L’Europe toujours très présente
En quatrième position, plusieurs passeports européens conservent une aura internationale impressionnante. L’Autriche, le Danemark, l’Irlande, le Luxembourg, les Pays-Bas, la Norvège et la Suède permettent à leurs citoyens de voyager librement dans 191 pays. Juste derrière, on retrouve la Belgique, la Nouvelle-Zélande, le Portugal, la Suisse et le Royaume-Uni avec 190 destinations.
Cette forte présence européenne illustre une tendance confirmée depuis plusieurs années : les ressortissants de l’Union européenne bénéficient d’une mobilité exceptionnelle, reflet de la stabilité politique et économique du continent.
Des écarts abyssaux
À l’opposé du classement, l’Afghanistan se retrouve une nouvelle fois dernier, avec seulement 26 destinations accessibles sans visa. La Syrie et l’Irak suivent de près, confirmant des inégalités de mobilité qui reflètent directement les réalités géopolitiques actuelles.

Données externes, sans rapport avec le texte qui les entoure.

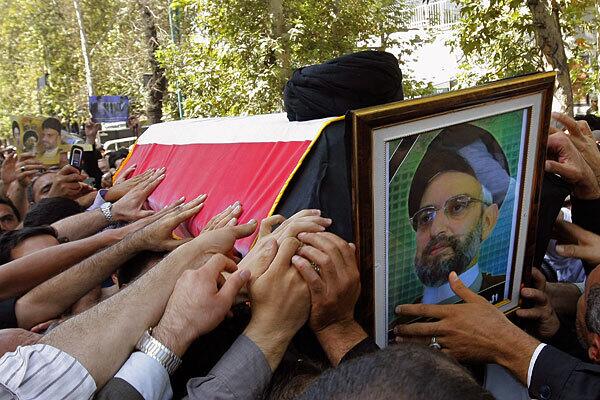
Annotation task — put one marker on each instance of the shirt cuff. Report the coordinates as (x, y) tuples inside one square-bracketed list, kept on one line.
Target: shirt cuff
[(99, 200), (147, 376), (534, 357)]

Pour Christian H. Kaelin, président de Henley & Partners, ces écarts traduisent une fracture mondiale : le pays de naissance reste un facteur déterminant dans les libertés de voyage. Dans un contexte marqué par les conflits armés, le réchauffement climatique et les déplacements forcés de populations, le passeport devient bien plus qu’un simple document administratif : il conditionne des perspectives de sécurité et d’avenir.

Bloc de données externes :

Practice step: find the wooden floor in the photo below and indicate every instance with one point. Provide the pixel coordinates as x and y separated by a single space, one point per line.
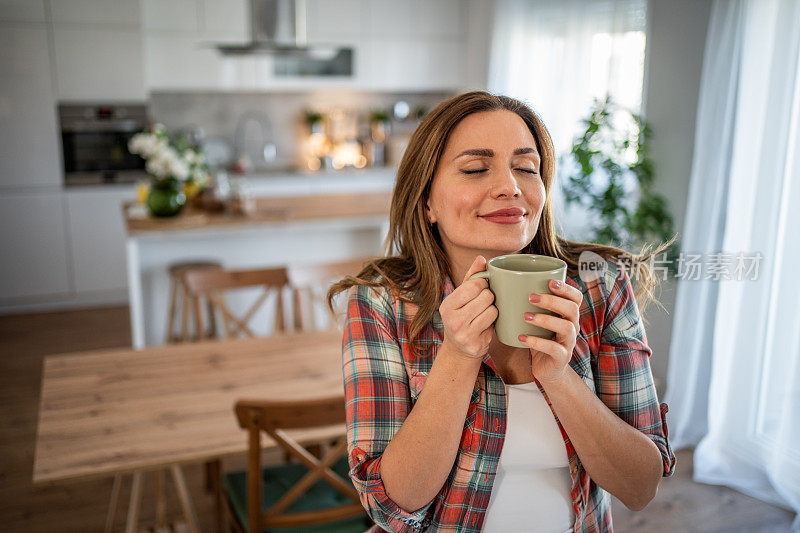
681 505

Le top 10 des passeports en 2025
- Singapour : 195 destinations
- Japon : 193 destinations
- France, Allemagne, Italie, Espagne, Finlande, Corée du Sud : 192 destinations
- Autriche, Danemark, Irlande, Luxembourg, Pays-Bas, Norvège, Suède : 191 destinations
- Belgique, Nouvelle-Zélande, Portugal, Suisse, Royaume-Uni : 190 destinations
- Grèce, Australie : 189 destinations
- Canada, Pologne, Malte : 188 destinations
- Hongrie, Tchéquie : 187 destinations
- Estonie, États-Unis : 186 destinations
- Lituanie, Lettonie, Slovénie, Émirats arabes unis : 185 destinations
En 2025, voyager sans contrainte de visa reste un privilège, réservé à une partie du globe seulement. Tandis que certains citoyens profitent d’une ouverture quasi totale au monde, d’autres restent prisonniers de lourdeurs administratives et de contextes politiques instables. Le passeport demeure ainsi un symbole frappant des inégalités globales.